Question

If \[y = \sin ({x^x})\], prove that \[\dfrac{{dy}}{{dx}} = \cos ({x^x}).{x^x}(1 + \log x)\]

Answer 1

Hint: We assume the angle inside the function of sine as a variable and find the derivative of y with respect to that variable. Now we differentiate the equation where we assumed the angle as a variable. Take log on both sides of the equation and use the property of log to break it. Use the product rule of differentiation to differentiate it. Substitute the value of differentiation of variable with respect to x in the equation where we had differentiation of y with respect to the variable.
* \[\log {m^n} = n\log m\]
* Product rule of differentiation:\[\dfrac{d}{{dx}}\left( {ab} \right) = a\dfrac{d}{{dx}}(b) + b\dfrac{d}{{dx}}(a)\]
* Chain rule of differentiation:\[\dfrac{d}{{dx}}g\left( {f(x)} \right) = \dfrac{d}{{dx}}g(f(x)) \times \dfrac{d}{{dx}}f(x)\]

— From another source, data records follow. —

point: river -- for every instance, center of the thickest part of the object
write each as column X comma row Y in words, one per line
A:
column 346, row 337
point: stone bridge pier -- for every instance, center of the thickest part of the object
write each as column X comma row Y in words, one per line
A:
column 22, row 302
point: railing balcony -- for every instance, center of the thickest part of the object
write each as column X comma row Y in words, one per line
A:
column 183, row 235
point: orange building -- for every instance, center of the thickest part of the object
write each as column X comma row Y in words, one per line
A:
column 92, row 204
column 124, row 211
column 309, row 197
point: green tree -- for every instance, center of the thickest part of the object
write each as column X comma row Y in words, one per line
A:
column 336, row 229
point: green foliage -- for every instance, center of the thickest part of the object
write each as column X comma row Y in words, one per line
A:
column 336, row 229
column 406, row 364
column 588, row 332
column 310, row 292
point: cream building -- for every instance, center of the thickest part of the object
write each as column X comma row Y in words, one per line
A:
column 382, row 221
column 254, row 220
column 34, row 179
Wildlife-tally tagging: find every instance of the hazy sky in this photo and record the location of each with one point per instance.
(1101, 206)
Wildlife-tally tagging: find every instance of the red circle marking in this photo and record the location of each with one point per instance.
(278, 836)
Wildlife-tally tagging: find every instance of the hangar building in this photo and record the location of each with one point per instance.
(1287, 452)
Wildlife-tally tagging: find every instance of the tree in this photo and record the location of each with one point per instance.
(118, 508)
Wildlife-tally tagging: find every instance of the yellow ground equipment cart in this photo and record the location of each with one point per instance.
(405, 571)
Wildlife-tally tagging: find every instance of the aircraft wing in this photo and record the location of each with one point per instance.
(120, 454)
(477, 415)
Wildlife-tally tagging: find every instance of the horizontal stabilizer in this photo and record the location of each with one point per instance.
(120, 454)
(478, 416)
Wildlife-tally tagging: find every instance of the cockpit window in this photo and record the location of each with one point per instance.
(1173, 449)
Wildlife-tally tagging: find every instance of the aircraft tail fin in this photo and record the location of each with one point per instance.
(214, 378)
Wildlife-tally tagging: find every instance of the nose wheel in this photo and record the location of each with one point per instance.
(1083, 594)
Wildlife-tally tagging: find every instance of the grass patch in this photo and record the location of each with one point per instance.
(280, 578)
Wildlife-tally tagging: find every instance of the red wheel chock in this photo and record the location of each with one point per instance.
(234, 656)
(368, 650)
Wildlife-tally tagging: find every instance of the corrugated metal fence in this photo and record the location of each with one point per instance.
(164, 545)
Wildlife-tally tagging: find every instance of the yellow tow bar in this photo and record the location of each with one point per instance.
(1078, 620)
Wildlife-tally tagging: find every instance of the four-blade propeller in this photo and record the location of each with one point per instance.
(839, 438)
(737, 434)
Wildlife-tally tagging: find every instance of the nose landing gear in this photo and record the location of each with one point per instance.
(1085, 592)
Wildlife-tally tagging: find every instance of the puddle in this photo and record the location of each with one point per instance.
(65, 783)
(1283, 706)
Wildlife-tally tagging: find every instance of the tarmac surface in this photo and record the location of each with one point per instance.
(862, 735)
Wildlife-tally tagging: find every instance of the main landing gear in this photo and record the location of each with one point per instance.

Complete step-by-step answer:
We are given that \[y = \sin ({x^x})\]
Let us assume that \[u = {x^x}\] … (1)
Then the value of y becomes \[y = \sin u\]
Differentiate both sides of equation with respect to x
\[ \Rightarrow \dfrac{d}{{dx}}\left( y \right) = \dfrac{d}{{dx}}\left( {\sin u} \right)\]
We know differentiation of sine is cosine
\[ \Rightarrow \dfrac{{dy}}{{dx}} = \cos u.\dfrac{{du}}{{dx}}\] … (2)
Now we have from equation (1) \[u = {x^x}\]
We take log on both sides of the equation
\[ \Rightarrow \log u = \log {x^x}\]
Use the property of log on right side of the equation i.e. \[\log {m^n} = n\log m\]
\[ \Rightarrow \log u = x\log x\]
Differentiate both sides of the equation with respect to x
\[ \Rightarrow \dfrac{d}{{dx}}\left( {\log u} \right) = \dfrac{d}{{dx}}\left( {x(\log x)} \right)\]
Apply chain rule of differentiation in LHS of the equation
Chain rule gives us\[\dfrac{d}{{dx}}g\left( {f(x)} \right) = \dfrac{d}{{dx}}g(f(x)) \times \dfrac{d}{{dx}}f(x)\].
Here\[g(f(x)) = \log (u),f(x) = u\], then the equation becomes
\[ \Rightarrow \dfrac{d}{{dx}}\left( {\log u} \right) \times \dfrac{{du}}{{dx}} = \dfrac{d}{{dx}}\left( {x(\log x)} \right)\]
We know \[\dfrac{d}{{dx}}\log x = \dfrac{1}{x}\]
\[ \Rightarrow \dfrac{1}{u} \times \dfrac{{du}}{{dx}} = \dfrac{d}{{dx}}\left( {x(\log x)} \right)\]
Now apply product rule of differentiation in RHS of the equation
Product rule gives us\[\dfrac{d}{{dx}}\left( {ab} \right) = a\dfrac{d}{{dx}}(b) + b\dfrac{d}{{dx}}(a)\]
Here\[a = x,b = \log x\], then the equation becomes
\[ \Rightarrow \dfrac{1}{u} \times \dfrac{{du}}{{dx}} = x\dfrac{d}{{dx}}\log x + \log x\dfrac{d}{{dx}}x\]
Substitute the values\[\dfrac{d}{{dx}}\log x = \dfrac{1}{x}\]and\[\dfrac{{dx}}{{dx}} = 1\]in RHS of the equation
\[ \Rightarrow \dfrac{1}{u} \times \dfrac{{du}}{{dx}} = x \times \dfrac{1}{x} + \log x \times 1\]
Cancel same factors from numerator and denominator
\[ \Rightarrow \dfrac{1}{u} \times \dfrac{{du}}{{dx}} = \left( {1 + \log x} \right)\]
Shift or cross multiply value of u from LHS to RHS
\[ \Rightarrow \dfrac{{du}}{{dx}} = u\left( {1 + \log x} \right)\] … (3)
Substitute this value from equation (3) in equation (2)
\[ \Rightarrow \dfrac{{dy}}{{dx}} = \cos u.u\left( {1 + \log x} \right)\]
Substitute the value of u from equation (1)
\[ \Rightarrow \dfrac{{dy}}{{dx}} = \cos ({x^x}).{x^x}\left( {1 + \log x} \right)\]

Hence Proved

Note:
Many students make the mistake of calculating the differentiation of y with respect to x and leave it in terms of other variables which is wrong, if we use any substitution we have to substitute the value of differentiation of that substitution back as well.